Something you might know, if you listen to the podcast, is that my ex and I met in high school and dated through college. We broke up for 4 years and then life brought us back together again. It’s important to note that I was not sober when we broke up the first time around, so back then, I numbed my feelings with alcohol. This time around, I am sober and I have healthier coping mechanisms. I wanted to share with you babes the things that have helped me get through this heartbreak.

  1. Leaning on my support system. My friends and family came to my rescue during that really hard time. They listened to me, held me, rubbed my back as I cried, they went and grabbed my things from his place, they were, and still are, everything to me.

  2. Journaling. I have always wanted to journal, and it was the perfect outlet for all of my thoughts and feelings. I would dump everything into my journal so I could get it out of my head. It was also good to track how my feelings were changing and to go back to my earlier entries to see how far I’ve come. 

  3. Therapy. I was so emotionally heavy in the weeks and months after the breakup. I knew I needed professional help and I found a therapist with the help of my best friend who is a therapist herself! I still see my therapist to this day and I remember asking her in one of our sessions months ago, “When will our sessions not be about the breakup/my ex?” and now I can’t remember the last time a whole session was dedicated to my heartbreak.

  4. Working out. Moving my body was crucial. I would go on a walk and listen to podcasts, but I also invested in memberships at two different workout studios. Group classes motivated me, the music flowed through me, and classes gave my mind a break. Working out is very therapeutic for me.

  5. Podcasts. As I mentioned above, going on walks and listening to podcasts was SO helpful for me. I listened to every episode of In Your Feelings by Bianca Sparacino. I swear she knew just what I needed to hear. Her words were comforting and inspirational, I highly suggest checking out her podcast.

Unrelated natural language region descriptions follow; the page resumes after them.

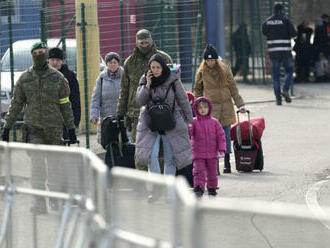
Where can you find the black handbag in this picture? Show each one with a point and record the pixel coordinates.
(111, 127)
(120, 155)
(161, 113)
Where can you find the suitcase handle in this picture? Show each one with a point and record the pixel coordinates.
(238, 128)
(69, 142)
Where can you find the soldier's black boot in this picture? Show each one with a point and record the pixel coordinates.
(218, 167)
(212, 192)
(227, 168)
(198, 191)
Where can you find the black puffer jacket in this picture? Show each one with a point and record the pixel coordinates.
(74, 93)
(279, 30)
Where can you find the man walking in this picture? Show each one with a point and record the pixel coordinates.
(134, 67)
(44, 92)
(279, 31)
(55, 60)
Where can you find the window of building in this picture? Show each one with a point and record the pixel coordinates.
(13, 5)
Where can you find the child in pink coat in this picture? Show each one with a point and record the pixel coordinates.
(207, 144)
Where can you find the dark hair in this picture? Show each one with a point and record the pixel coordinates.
(56, 53)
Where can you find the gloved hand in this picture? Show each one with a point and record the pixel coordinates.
(5, 134)
(72, 136)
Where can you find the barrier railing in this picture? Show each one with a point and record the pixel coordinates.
(133, 208)
(52, 195)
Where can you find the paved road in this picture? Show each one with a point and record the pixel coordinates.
(295, 144)
(297, 169)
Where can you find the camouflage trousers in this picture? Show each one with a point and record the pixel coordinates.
(45, 171)
(131, 124)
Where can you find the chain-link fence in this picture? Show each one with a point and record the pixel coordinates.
(246, 45)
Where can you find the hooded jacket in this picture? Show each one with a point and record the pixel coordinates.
(179, 136)
(206, 133)
(105, 97)
(221, 94)
(134, 67)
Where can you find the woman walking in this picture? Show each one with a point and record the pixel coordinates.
(215, 81)
(160, 83)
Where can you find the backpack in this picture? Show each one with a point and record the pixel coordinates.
(161, 113)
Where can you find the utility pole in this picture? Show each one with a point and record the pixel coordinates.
(88, 55)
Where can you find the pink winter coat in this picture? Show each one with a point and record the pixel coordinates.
(207, 135)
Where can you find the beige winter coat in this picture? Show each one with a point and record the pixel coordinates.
(179, 136)
(221, 94)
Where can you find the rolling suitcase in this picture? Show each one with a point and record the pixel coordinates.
(248, 149)
(120, 155)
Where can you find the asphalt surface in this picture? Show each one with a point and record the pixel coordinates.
(296, 153)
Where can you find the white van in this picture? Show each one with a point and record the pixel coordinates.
(23, 60)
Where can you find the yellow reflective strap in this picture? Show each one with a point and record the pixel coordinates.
(64, 100)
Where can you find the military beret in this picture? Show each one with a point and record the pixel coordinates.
(55, 53)
(37, 45)
(143, 36)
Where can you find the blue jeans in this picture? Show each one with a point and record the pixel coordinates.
(228, 141)
(154, 166)
(275, 67)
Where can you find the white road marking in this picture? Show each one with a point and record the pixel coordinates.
(314, 206)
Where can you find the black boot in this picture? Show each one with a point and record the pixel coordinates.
(212, 192)
(227, 164)
(198, 191)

  6. Music. I am a person who always likes to have music playing. I enjoy a soundtrack accompanying my life. I made playlists according to my mood. I had a playlist for when I was sad, hopeful, mad, you name it. I also want to thank Taylor Swift for coming out with RED (Taylor’s Version) as well as Olivia Rodrigo for releasing SOUR during my time of need.

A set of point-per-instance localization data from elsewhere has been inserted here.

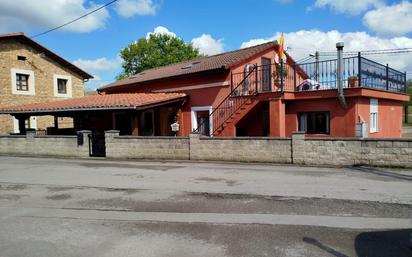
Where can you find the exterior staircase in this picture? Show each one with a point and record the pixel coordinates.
(234, 106)
(228, 127)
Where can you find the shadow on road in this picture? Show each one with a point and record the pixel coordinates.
(326, 248)
(384, 173)
(384, 243)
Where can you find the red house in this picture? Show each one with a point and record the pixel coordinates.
(244, 93)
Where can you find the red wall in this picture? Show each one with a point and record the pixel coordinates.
(389, 117)
(210, 96)
(342, 122)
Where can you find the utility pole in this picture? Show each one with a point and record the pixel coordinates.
(317, 66)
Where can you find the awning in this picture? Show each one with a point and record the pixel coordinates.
(134, 101)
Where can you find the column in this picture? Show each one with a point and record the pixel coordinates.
(277, 118)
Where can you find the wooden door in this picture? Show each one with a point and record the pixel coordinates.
(266, 75)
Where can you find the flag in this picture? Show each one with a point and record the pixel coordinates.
(281, 53)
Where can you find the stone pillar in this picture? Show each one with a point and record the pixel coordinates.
(109, 142)
(56, 123)
(277, 118)
(30, 134)
(298, 148)
(194, 146)
(135, 124)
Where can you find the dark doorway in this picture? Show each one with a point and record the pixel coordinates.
(203, 121)
(97, 144)
(266, 74)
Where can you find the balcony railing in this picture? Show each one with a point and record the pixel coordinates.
(358, 72)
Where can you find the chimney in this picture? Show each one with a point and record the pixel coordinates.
(340, 67)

  7. Getting out of town. Right after the breakup, I needed a change of scenery. Everything was reminding me of him and I just wanted to escape. I went away to Palm Springs with my mom and sisters, I turned off my phone completely, laid by the pool re-reading Untamed by Glennon Doyle (highly recommend), and just escaped. 

  8. Stepping away from social media. I turned off my phone, put the podcast on pause, and just gave myself permission to step away to focus on myself. Social media is beautiful for so many reasons, but it is also a huge distraction from the real things going on in your life. I was used to posting everyday and getting back to every DM, but I realized that I had to put on my oxygen mask first before helping others. I also knew that I wouldn’t be much help to anyone else if I didn’t help heal myself first.

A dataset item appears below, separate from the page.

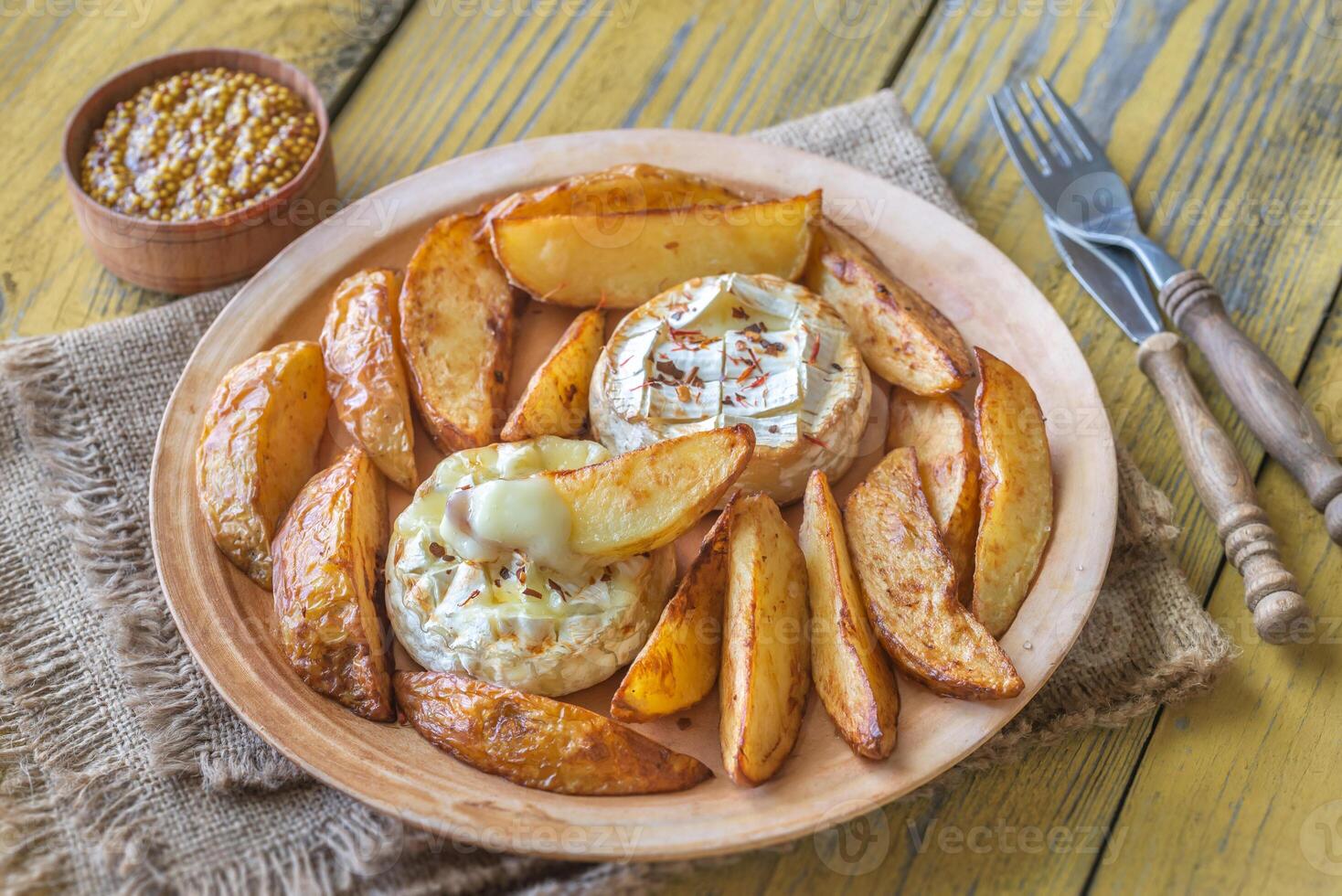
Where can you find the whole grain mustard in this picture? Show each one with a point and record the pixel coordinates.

As someone whose content is primarily centered on sobriety, I put pressure on myself to relate everything back to being booze-free. I am realizing that my sobriety is just one beautiful part of me, but it does not define me. It took me a long time to finally post this because I knew it would be hard to share. Thank you for giving me the space and grace to do so. It means so much to be able to finally explain why I haven’t been as present on social media. I knew that I needed to take some time off to care for myself and practice what I preach. “One day at a time” is not just a sober saying, it works for your heartbreak healing too. 

When people choose to walk out of your life, let them. You deserve to be with someone who can’t imagine their life without you. If you are going through heartbreak, please know that you will be okay one day. It will get better. Time truly heals. As always, I am sending you love and support. You deserve the best, I know you have so much love to give…give it to yourself right now.